Greener pastures for national grassland database
In a outline delivered at the recent Teagasc conference on agriculture and future weather patterns, he said: “Grass and its efficient production is crucial to us going forward whether its dairy, beef or sheep.”
Pasture Base Ireland, developed at Teagasc’s Animal and Grassland Research and Innovation Centre in Moorepark, went live to 140 farmers on the 21 January this year.
“It’s basically a forum for holding grassland data,” Dr O’Donovan noted. “This data belongs to Irish grassland farmers be it dairy, beef or sheep. The data then is used for research purposes and for advisory purposes.
“The database stores all grassland measurements in a common structure. This will allow the quantification of grass growth and DM production across different enterprises, grassland management systems regions and soil types using a common measurement protocol and methodology.
“It will also investigate grass cultivar performance something that’s unique in the world of grassland research,” he added.
Dr O’Donovan stressed: “This is a two-way process, the crucial person involved in the system is the grassland farmer. The farmer is the person who is going to be capturing the data. Then the advisory and research service have access to that data.”

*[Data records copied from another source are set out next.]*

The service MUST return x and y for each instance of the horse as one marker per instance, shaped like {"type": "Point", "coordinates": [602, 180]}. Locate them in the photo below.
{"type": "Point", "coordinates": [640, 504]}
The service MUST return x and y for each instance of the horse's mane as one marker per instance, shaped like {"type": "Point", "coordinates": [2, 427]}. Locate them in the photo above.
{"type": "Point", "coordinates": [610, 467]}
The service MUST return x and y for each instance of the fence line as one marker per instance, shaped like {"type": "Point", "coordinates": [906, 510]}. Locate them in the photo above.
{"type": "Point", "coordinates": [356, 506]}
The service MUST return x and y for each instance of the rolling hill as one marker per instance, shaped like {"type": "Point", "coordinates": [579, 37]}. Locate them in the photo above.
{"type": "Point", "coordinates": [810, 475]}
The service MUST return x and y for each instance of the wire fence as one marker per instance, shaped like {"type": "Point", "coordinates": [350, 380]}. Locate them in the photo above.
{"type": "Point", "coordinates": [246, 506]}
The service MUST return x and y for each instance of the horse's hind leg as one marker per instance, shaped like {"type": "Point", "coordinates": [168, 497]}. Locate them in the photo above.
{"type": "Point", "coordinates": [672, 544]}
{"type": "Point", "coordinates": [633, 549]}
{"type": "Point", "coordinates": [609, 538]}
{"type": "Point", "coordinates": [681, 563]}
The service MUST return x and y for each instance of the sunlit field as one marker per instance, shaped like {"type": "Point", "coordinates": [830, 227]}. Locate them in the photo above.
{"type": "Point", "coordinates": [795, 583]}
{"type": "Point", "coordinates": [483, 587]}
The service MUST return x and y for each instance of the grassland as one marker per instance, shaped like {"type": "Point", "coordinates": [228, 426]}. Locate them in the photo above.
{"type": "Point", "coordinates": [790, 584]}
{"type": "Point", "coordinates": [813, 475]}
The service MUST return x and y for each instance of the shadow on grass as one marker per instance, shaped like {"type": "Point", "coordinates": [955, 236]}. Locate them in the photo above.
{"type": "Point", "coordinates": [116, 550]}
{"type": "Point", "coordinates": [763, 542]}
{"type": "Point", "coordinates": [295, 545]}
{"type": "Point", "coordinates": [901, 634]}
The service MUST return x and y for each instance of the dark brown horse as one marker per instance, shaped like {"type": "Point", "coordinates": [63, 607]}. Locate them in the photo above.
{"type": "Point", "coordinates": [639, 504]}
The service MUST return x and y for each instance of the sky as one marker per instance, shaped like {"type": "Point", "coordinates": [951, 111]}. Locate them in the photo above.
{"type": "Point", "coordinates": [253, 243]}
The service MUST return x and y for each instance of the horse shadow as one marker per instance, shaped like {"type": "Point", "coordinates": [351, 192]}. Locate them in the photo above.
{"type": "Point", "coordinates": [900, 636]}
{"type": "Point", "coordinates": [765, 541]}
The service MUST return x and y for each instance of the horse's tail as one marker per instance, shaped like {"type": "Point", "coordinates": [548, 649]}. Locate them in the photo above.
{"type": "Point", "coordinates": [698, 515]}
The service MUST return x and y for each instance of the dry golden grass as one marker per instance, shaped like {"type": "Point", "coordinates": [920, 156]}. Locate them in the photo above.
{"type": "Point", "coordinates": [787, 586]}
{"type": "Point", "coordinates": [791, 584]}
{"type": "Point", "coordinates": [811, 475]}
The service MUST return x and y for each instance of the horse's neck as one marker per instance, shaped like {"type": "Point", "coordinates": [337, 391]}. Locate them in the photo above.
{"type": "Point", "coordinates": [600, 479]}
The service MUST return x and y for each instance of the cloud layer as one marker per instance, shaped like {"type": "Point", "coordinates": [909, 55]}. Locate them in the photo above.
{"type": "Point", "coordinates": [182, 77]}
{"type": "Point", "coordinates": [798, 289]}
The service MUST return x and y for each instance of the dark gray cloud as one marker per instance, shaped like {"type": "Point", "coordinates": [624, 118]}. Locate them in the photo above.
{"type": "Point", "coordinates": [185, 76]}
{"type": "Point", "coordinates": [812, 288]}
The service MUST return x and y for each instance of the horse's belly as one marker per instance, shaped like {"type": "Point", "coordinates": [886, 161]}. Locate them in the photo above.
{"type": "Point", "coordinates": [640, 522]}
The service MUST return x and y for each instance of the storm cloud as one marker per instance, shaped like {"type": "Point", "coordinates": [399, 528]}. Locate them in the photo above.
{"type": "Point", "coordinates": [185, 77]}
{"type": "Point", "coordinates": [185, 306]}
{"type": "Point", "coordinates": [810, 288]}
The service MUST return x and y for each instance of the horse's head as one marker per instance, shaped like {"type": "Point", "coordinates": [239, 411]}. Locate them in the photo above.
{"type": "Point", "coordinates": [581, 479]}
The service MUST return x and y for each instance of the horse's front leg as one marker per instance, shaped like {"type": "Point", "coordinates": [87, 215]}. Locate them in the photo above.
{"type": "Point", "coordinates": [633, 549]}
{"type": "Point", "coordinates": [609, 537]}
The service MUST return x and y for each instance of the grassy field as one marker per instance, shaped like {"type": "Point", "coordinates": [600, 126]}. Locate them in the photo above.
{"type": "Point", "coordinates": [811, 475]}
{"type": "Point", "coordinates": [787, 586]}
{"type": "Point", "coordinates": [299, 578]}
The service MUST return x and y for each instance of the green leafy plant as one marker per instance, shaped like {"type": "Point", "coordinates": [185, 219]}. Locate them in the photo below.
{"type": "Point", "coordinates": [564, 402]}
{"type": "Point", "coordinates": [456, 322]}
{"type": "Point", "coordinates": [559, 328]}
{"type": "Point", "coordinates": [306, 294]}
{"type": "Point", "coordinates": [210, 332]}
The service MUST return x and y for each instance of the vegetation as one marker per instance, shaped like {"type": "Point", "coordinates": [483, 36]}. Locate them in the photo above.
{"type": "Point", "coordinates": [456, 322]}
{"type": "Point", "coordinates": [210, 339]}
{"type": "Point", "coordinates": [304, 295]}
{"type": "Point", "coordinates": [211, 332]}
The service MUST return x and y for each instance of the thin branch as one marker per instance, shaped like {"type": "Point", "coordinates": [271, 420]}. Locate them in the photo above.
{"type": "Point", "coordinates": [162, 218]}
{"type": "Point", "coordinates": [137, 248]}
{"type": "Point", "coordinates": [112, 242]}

There is also be a number of useful tools for farmers provided by the system including spring rotation plan, grass wedge, autumn rotation plan and autumn grass budget.
Dr O’Donovan noted: “These are crucial tools for the farmer in achieving success in utilising the grass that’s on farms. That’s the key part of growing grass.”
He commented that the system will allow farmers to be classified and benchmarked. “Farmers react to benchmarking against other farmers. Farmers really react when there compared to their neighbour or competitor.”
He noted this will be a crucial element to the success of Pasture Base.
“The results so far have shown huge variation on farms. We see more variation in DM production within the farm gate that we do between farms.
“If you look at the higher producing farmers. Paddocks on their farms range in grass DM production only about four/tonnes per ha. On the other end of the scale there is much larger variation between high and low performing paddocks.
“This demonstrates that there is more consistency between paddocks on high-producing farms compared to the lower-producing farms, Pasture Base will be useful in addressing that,” he noted.
On future plans Dr O Donovan said: “As we push Pasture Base further into the country, which we plan to, we will see in the Midlands, North West and North East will have higher grass growth potential than the south.”
“Results are showing that there are plenty of farmers out there that are able to grow much more grass. We have been a thorn in the side of the ICT department in Teagasc over the past 12 months. This is only the first year, we have a considerable amount of work still to do. This is just the beginning,” he concluded.